Autre nouveauté, la création d'un "bail mobilité de un à dix mois", pour les étudiants et les personnes en formation. "Aucun dépôt de garantie ne sera demandé", a assuré Julien Denormandie. Un vrai changement pour les jeunes précaires. En effet, actuellement, la plupart des propriétaires exigent que le contrat de travail du locataire couvre totalement la durée du bail, soit un an minimum pour un meublé et trois ans pour un logement vide. Ce nouveau bail court devrait permettre aux jeunes en contrat temporaire d’accéder plus aisément à la location.
Réduire les aides au logement
C’est la mesure la plus critiquée du plan du gouvernement : la baisse des aides au logement de cinq euros par mois, annoncée au cœur de l’été. Un coup dur, entre autres, pour les 2,6 millions de bénéficiaires des APL. Cette baisse sera effective dès le 1er octobre, avant d’être pérennisée l’an prochain. Mais la baisse pourrait être en réalité encore plus forte quand la loi "logement et mobilité" sera entrée en application.
En effet, les APL seront calculées sur les revenus en temps réel, et non plus sur les revenus d’il y a deux ans, comme c’est le cas actuellement. Or, la logique veut que les revenus augmentent d’année en année. Le nouveau mode de calcul risque donc d’entraîner une baisse des aides plus soudaine qu’avec l’actuel système. Le gouvernement espère en tirer deux milliards d’euros d’économie.
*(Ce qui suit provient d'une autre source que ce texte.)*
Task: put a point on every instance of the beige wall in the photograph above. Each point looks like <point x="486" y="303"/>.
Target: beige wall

Par ailleurs, si les revenus des parents d’étudiants qui bénéficient d’APL dépassent un certain seuil, qui reste à définir, alors les APL de l’enfant pourraient être supprimées.
Réviser le modèle du logement social
En plus de la baisse de cinq euros pour tous les bénéficiaires, le gouvernement envisage de porter la baisse des APL pour les locataires de HLM à 60 euros par mois. Pour tempérer la grogne suscitée par cette annonce, le gouvernement a prévu un système faisant supporter la baisse aux bailleurs sociaux. Ils pourraient être contraints de baisser les loyers de leurs locataires touchant l’APL, ce qui entraînerait mécaniquement une baisse du montant de l’aide. Le dispositif devrait rapporter 1,4 milliard d’euros.
Un dispositif "pas soutenable". Le plan logement ne stipule pas quels sont les loyers concernés ni les conditions de baisse des loyers, mais la réaction courroucée des organismes gestionnaires des HLM ne s’est pas faite attendre. "Le Mouvement HLM rappelle que cette mécanique de baisse parallèle des APL et des loyers dans le parc social n'est pas soutenable et qu'elle n'améliorera en rien le pouvoir d'achat des locataires bénéficiant de l'APL. Il s'agit d'une mesure dictée par la volonté de baisser les dépenses de l'État en s'attaquant aux plus faibles", dénonce le collectif d’organismes dans un communiqué.
Le plan logement doit aussi accélérer le turnover dans les HLM. Pour éviter les locations "à vie", la situation des locataires sera désormais réexaminée tous les six ans. La mesure fait déjà polémique, certains locataires craignant de devoir rendre les clés de leur appartement, auxquels ils sont attachés, au motif qu’il est trop grand pour eux (pour les personnes qui vivent seules) ou qu’il conviendrait mieux à une autre famille. Enfin, pour réaliser des économies, le gouvernement veut aussi accroître la vente de logements HLM à leurs occupants en passant à 40.000 par an, contre 8.000 à 10.000 aujourd’hui. Reste à trancher quels types de logements sociaux seront concernés.